Целых три года, до четвёртого класса, я отчаянно
надеялся, что деду Сергею вынут золотую пульку, я приеду, покажу ему грамоты за
годы отличной учёбы, и он мне торжественно её подарит. Но в августе в
пионерлагерь приехали родители и сказали, что дед Сергей умер. Я молча плакал,
пряча глаза от родителей. Отец положил руку мне на плечо и, успокаивая,
сказал:
– Не плачь, он от старости умер.
– Нет!– закричал я. – Потому, что золотую пулю ему
не вынули!
– ???
Конечно, не пулю мне было жалко и не три года
прилежной учёбы в её ожидании. Тогда я ненавидел эту пулю за то, что, в конце
концов, она убила деда. И зря отец долго убеждал меня, что деда Сергея посекло
обычными осколками от снаряда и жил он эти годы вообще вопреки прогнозам врачей.

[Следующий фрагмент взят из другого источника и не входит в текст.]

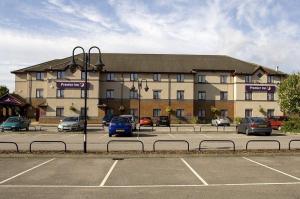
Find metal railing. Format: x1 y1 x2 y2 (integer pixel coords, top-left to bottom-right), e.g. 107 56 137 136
246 140 280 150
29 140 67 153
153 140 190 152
106 140 145 152
199 140 235 151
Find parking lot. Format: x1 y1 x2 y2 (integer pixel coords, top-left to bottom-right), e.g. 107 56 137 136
0 127 300 152
0 156 300 199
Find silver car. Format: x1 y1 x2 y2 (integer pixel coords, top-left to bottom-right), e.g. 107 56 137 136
57 117 84 131
211 117 230 126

Я был уверен, что отец ничего не знал, и очень жалел, что выдал ему нашу с дедом
военную тайну.
«Это было недавно, это было давно». Годы
индустриализации, заблуждений и вечной тяги людской к жизни беззаботной
обезлюдили и обездолили наше село, как и тысячи других. Соседняя роща почти
поглотила его вместе с клубом, сельсоветом, МТС и старым кладбищем. Апофеоз
перестройки доделал то, что не смогла война. И только каменная церковь, которую
не смогли разрушить ни люди, ни время, стоит, как забытый всеми постовой, на
горе, над селом и рощей, храня в себе память, просьбы, мольбы и чаяния своих
давно ушедших и бросивших её прихожан…
А я, когда хочется опустить руки перед трудностями
житейскими и всплакнуть о себе, любимом, вспоминаю фронтовика-инвалида, солдата
Отечества Сергея Федюнина с его вечной улыбкой в вечном труде, и через стыд и
злость на слабость свою обретаю второе дыхание… «Пробьёмся, Валеринька!»